Lip Gloss

223 29 7
                                    

Suatu malam di bulan Oktober, aku mendatangi kosan Citra untuk menghadiri acara Halloween di kampus.

Citra adalah cinta pertamaku. Aku terbius oleh bibir seksi dan kedua manik hitam yang berbinar ketika tersenyum. Rasa itu muncul begitu saja sejak pertama kali bertemu, padahal kuyakin tidak hanya aku yang menikmati keindahan paras Citra, kebanyakan pria―terutama yang berduit―berlomba-lomba menukar perempuan itu dengan segepok-gepok uang.

Seorang pria berbaju zirah yang kebesaran―yang sepertinya dia salah kostum―menanyaiku, "Datang sendirian, bro?"

Kurasa pandangannya memang tenggelam ke dalam zirah itu sampai-sampai ia tak melihatku datang bersama Citra yang berbibir merah dan pucat ini.

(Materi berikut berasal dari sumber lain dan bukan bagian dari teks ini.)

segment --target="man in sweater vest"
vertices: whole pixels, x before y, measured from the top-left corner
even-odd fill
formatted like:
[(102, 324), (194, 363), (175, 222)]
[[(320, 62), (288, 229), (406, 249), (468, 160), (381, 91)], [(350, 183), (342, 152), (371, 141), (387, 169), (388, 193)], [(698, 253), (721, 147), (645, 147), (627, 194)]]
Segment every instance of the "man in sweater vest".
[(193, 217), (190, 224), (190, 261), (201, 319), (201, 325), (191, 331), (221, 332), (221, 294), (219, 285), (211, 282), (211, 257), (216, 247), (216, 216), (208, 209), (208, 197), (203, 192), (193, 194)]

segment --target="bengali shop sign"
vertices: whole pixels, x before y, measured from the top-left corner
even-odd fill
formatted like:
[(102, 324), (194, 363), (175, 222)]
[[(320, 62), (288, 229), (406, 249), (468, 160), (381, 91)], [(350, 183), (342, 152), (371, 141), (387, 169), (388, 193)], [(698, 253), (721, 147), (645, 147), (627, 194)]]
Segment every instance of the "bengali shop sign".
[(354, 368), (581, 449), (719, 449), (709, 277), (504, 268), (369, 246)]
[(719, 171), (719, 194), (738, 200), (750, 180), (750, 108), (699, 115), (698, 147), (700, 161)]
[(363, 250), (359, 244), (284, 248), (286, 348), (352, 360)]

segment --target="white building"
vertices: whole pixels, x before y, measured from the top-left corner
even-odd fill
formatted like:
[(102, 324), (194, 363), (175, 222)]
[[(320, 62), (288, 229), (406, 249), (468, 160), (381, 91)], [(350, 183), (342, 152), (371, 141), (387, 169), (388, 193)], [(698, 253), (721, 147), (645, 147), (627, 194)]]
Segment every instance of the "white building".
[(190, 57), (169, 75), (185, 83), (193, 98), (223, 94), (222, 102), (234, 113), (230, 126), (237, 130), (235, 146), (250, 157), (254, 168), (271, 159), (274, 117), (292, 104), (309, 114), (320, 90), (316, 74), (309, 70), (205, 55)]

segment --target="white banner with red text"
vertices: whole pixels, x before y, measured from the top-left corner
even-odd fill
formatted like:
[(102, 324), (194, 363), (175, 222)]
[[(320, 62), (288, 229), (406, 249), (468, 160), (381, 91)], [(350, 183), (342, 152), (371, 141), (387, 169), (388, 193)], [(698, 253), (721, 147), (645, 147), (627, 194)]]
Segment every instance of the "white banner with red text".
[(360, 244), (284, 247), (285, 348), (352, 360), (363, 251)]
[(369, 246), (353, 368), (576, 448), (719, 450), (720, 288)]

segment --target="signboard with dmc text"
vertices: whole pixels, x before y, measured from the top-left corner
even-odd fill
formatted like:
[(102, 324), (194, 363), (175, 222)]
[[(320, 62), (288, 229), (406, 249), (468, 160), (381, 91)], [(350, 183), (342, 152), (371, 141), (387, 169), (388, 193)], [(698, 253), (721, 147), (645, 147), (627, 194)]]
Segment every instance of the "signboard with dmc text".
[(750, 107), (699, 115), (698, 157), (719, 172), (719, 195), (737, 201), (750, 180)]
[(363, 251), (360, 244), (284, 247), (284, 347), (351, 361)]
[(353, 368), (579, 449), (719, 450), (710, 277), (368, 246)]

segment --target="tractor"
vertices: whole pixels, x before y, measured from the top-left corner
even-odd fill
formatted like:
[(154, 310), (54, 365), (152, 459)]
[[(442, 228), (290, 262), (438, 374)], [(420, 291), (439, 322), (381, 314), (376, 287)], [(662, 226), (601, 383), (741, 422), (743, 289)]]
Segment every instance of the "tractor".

Jujur saja aku tak suka ketika Citra memakai gincu berwarna merah. Kulebih menyukai bibirnya basah oleh lip gloss. Gincu merah itu membuatnya seperti pelacur. Aku pun tak ingin pupur berwarna putih pucat itu mengganggu wajahnya yang bersinar alami. Kubiarkan Citra seperti itu malam ini. Aku sayang padanya dan tak mau melukai hatinya.

Citra tak banyak bicara denganku malam ini. Bukan karena gincu yang kuprotes dalam hati, nampaknya ada hal lain yang mengganggu pikirannya. Aku belai rambutnya yang panjang, tetapi ia bersikap dingin. Dan sikap itu yang kusuka darinya. Hanya saja, malam ini kurasakan dirinya lebih dingin dari biasanya.

Redupnya pesta Halloween membuat wajah Citra lebih kaku, mungkin ia teringat pertemuan pertama kami di sebuah warung remang-remang di sudut kota yang electronic dance music-nya lebih mendominasi daripada genre musik lainnya, padahal kami sudah sepakat untuk tidak mengungkit masa lalu itu.

Semula Citra memang pandai memakai lip gloss dan blush on di pipinya agar lebih kemerahan. Kudengar Citra belajar menggunakan kedua benda itu dari Retno, seniornya. Retno pulalah yang mengenalkan Mas Bagus kepadanya. Awalnya aku biasa. Namun semakin ke sini, kedua benda itu perlahan merubah perangai Citra menjadi lebih tamak terhadap lelaki. Ia mulai mengganti lip gloss kesukaanku menjadi gincu, karena menurut Retno, merahnya lebih menarik laki-laki, terutama Mas Bagus. Ditambah, lelaki itu lebih banyak memberinya uang daripada aku.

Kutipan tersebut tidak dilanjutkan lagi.